In engineering, there exist multiple priors about system and subsystems uncertainties, which should be integrated properly to analyze the system reliability. In the past research, an iterative updating procedure based on Bayesian Melding Method (I-BMM) was developed to merge and update multiple priors for the double-level system. However, the in-depth study in this paper shows that the original iterative procedure has no effect on the prior updating. Thus it is proposed that only a single BMM iteration process is needed following the original prior integration and updating formulation. BMM involves the sampling procedure for the probability density function (PDF) updating, wherein it is generally difficult to define the sampling number properly for obtaining accurate priors. To address this problem, a sequential prior integration and updating framework based on the original single BMM iteration process (S-BMM) is developed in this paper. In each cycle of prior updating, the sample number is sequentially added, and the difference between prior distributions obtained in the two consecutive cycles is measured with the symmetric Kullback-Leibler Divergence (SKLD). The sequential procedure is continued until the convergence to the accurate updated prior. The S-BMM framework for double-level systems is further extended for multi-level systems. Situations with some missing subsystem or component priors are also discussed. Finally, two numerical examples and one satellite engineering case are used to demonstrate and verify the proposed algorithms.
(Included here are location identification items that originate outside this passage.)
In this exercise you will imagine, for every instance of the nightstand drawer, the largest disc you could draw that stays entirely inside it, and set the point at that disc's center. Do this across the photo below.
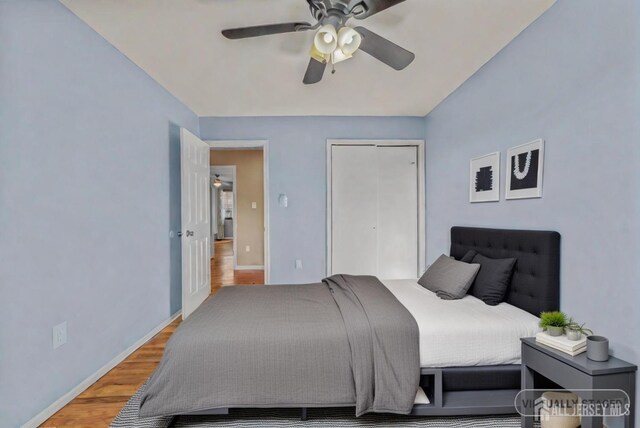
(564, 375)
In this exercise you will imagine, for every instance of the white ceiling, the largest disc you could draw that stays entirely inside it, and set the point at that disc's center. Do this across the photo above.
(179, 44)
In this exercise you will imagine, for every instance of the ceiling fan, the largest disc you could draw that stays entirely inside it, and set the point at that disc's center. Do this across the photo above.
(335, 42)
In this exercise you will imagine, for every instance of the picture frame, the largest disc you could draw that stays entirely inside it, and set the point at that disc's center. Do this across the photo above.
(484, 178)
(525, 164)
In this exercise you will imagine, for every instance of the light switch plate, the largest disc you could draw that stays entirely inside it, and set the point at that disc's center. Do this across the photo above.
(59, 335)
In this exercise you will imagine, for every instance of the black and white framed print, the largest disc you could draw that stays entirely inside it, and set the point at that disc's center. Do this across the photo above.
(524, 170)
(484, 178)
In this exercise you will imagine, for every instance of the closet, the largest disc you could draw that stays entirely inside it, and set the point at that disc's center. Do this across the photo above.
(374, 207)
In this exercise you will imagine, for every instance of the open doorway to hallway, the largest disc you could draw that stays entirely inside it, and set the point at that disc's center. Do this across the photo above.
(238, 219)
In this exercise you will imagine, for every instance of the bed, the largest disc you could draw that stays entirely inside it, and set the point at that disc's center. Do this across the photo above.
(356, 341)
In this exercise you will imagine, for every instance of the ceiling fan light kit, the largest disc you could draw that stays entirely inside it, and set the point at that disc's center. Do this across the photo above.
(335, 42)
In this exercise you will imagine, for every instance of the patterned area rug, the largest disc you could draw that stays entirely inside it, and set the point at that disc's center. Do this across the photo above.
(334, 418)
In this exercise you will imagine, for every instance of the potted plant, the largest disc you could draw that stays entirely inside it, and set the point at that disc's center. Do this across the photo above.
(575, 331)
(554, 322)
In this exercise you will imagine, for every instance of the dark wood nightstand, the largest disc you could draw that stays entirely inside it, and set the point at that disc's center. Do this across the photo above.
(577, 374)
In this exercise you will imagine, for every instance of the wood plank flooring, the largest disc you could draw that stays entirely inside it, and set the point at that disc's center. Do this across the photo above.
(102, 401)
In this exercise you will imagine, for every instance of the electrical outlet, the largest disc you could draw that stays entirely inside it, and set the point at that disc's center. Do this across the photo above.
(59, 333)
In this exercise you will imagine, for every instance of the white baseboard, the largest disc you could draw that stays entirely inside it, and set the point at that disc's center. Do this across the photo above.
(78, 389)
(249, 267)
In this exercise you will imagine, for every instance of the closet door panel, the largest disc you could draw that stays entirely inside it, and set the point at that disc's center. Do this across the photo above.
(397, 225)
(354, 210)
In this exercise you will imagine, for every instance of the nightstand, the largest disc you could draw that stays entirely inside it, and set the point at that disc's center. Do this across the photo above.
(577, 374)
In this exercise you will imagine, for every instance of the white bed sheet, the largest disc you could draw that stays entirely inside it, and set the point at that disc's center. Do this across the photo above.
(465, 332)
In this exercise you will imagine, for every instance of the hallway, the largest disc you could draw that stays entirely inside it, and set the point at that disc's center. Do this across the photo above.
(222, 272)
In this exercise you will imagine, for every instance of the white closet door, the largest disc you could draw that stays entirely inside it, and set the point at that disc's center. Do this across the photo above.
(397, 212)
(354, 210)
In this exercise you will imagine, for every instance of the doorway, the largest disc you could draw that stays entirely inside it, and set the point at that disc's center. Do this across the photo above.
(240, 227)
(375, 208)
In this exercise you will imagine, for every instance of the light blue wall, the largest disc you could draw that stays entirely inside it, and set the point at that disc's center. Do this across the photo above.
(88, 171)
(571, 78)
(297, 168)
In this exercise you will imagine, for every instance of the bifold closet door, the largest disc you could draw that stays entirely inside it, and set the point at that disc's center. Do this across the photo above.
(397, 212)
(374, 210)
(354, 209)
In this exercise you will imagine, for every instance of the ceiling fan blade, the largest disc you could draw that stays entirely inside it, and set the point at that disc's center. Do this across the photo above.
(265, 30)
(314, 73)
(384, 50)
(371, 7)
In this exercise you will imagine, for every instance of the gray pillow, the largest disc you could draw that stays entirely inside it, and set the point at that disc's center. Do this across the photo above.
(449, 278)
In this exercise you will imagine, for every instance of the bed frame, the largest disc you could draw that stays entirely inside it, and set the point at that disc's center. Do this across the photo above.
(535, 287)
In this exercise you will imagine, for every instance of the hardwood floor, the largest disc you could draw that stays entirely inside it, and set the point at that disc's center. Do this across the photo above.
(102, 401)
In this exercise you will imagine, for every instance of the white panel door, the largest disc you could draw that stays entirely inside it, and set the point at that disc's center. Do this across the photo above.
(196, 263)
(353, 210)
(397, 209)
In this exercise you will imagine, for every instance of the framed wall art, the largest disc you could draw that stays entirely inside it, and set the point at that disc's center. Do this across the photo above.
(484, 178)
(524, 170)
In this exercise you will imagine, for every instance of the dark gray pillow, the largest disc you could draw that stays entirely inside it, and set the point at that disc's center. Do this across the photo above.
(449, 278)
(468, 256)
(493, 279)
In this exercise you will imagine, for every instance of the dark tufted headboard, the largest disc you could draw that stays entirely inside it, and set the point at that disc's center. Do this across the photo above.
(535, 285)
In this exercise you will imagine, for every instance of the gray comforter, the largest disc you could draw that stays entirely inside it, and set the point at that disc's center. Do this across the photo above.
(344, 342)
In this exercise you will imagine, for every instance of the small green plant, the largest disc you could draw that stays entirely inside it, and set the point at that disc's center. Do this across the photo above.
(553, 319)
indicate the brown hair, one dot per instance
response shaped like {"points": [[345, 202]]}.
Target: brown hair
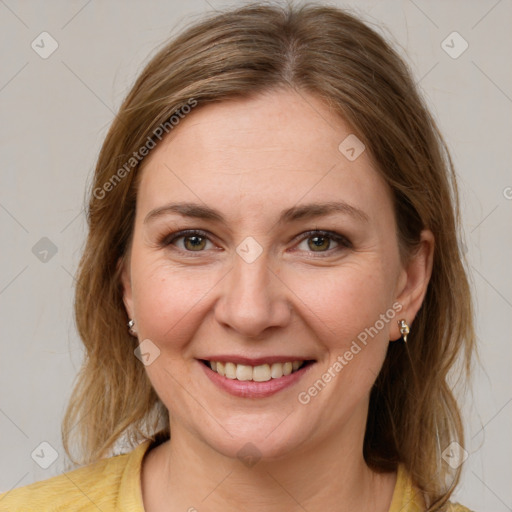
{"points": [[324, 51]]}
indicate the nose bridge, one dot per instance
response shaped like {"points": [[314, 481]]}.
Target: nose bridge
{"points": [[253, 298]]}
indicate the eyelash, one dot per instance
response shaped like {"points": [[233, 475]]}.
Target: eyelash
{"points": [[343, 242]]}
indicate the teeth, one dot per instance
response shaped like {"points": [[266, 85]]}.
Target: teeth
{"points": [[260, 373]]}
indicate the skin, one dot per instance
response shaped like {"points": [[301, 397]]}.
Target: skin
{"points": [[251, 159]]}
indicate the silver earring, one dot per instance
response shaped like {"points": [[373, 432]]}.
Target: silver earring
{"points": [[131, 325], [404, 329]]}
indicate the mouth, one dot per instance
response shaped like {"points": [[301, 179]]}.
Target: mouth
{"points": [[257, 373]]}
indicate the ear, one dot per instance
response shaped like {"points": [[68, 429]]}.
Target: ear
{"points": [[413, 281], [123, 268]]}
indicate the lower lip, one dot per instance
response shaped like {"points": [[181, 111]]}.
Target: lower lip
{"points": [[252, 389]]}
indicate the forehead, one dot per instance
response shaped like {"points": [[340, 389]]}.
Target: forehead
{"points": [[279, 148]]}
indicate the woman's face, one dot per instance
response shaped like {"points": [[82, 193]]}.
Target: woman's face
{"points": [[253, 286]]}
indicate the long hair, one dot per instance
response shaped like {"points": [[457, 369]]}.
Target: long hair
{"points": [[237, 53]]}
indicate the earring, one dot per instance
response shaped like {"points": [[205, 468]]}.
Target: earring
{"points": [[404, 329], [131, 327]]}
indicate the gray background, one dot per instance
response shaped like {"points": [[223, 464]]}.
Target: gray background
{"points": [[55, 113]]}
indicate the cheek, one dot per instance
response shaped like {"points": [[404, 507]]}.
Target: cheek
{"points": [[344, 302]]}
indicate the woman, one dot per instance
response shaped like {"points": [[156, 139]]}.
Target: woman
{"points": [[272, 276]]}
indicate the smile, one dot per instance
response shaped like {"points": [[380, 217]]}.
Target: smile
{"points": [[257, 381]]}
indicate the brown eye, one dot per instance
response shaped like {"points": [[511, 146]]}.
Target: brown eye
{"points": [[322, 241], [318, 242], [192, 241]]}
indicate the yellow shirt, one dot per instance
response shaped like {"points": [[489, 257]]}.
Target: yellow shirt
{"points": [[113, 484]]}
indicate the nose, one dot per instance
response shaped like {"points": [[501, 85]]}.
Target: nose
{"points": [[253, 298]]}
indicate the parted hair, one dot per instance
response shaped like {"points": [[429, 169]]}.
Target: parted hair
{"points": [[238, 53]]}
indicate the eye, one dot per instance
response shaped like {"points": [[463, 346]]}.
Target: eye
{"points": [[321, 241], [193, 240]]}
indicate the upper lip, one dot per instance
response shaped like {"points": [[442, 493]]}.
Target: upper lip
{"points": [[254, 361]]}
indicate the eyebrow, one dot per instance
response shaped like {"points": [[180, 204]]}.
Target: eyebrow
{"points": [[301, 212]]}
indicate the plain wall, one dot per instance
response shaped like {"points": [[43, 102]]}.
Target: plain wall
{"points": [[55, 113]]}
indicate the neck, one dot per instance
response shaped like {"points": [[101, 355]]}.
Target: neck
{"points": [[189, 475]]}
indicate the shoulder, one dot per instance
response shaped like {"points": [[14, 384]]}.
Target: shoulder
{"points": [[95, 487], [408, 498], [456, 507]]}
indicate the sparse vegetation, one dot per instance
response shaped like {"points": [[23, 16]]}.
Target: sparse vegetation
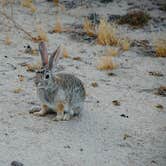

在工程中，存在关于系统和子系统不确定性的多个先验知识，应该对其进行适当集成以分析系统可靠性。在过去的研究中，开发了一种基于贝叶斯融合方法（I-BMM）的迭代更新程序来合并和更新双层系统的多个先验。但是，本文的深入研究表明，原始的迭代过程对先前的更新没有影响。因此，提出了在原始的先前集成和更新公式之后仅需要单个BMM迭代过程。BMM涉及用于概率密度函数（PDF）更新的采样过程，其中通常很难正确定义采样数以获取准确的先验。为了解决这个问题，本文基于原始的单个BMM迭代过程（S-BMM），开发了一个顺序的先验集成和更新框架。在每个先验更新周期中，依次添加样本数量，并使用对称的Kullback-Leibler发散度（SKLD）测量两个连续周期中获得的先验分布之间的差异。继续顺序过程，直到收敛到准确的更新先验为止。双层系统的S-BMM框架进一步扩展为多层系统。还讨论了子系统或组件先验缺失的情况。最后，使用两个数值示例和一个卫星工程案例来论证和验证所提出的算法。在每个先验更新周期中，将样本数量顺序相加，并使用对称的Kullback-Leibler发散度（SKLD）测量两个连续周期中获得的先验分布之间的差异。继续顺序过程，直到收敛到准确的更新先验为止。双层系统的S-BMM框架进一步扩展为多层系统。还讨论了子系统或组件先验缺失的情况。最后，使用两个数值示例和一个卫星工程案例来论证和验证所提出的算法。在每个先验更新周期中，将样本数量顺序相加，并使用对称的Kullback-Leibler发散度（SKLD）测量两个连续周期中获得的先验分布之间的差异。继续顺序过程，直到收敛到准确的更新先验为止。双层系统的S-BMM框架进一步扩展为多层系统。还讨论了子系统或组件先验缺失的情况。最后，使用两个数值示例和一个卫星工程案例来论证和验证所提出的算法。继续进行顺序过程，直到收敛到准确的更新先验为止。双层系统的S-BMM框架进一步扩展为多层系统。还讨论了子系统或组件先验缺失的情况。最后，使用两个数值示例和一个卫星工程案例来论证和验证所提出的算法。继续进行顺序过程，直到收敛到准确的更新先验为止。双层系统的S-BMM框架进一步扩展为多层系统。还讨论了子系统或组件先验缺失的情况。最后，使用两个数值示例和一个卫星工程案例来论证和验证所提出的算法。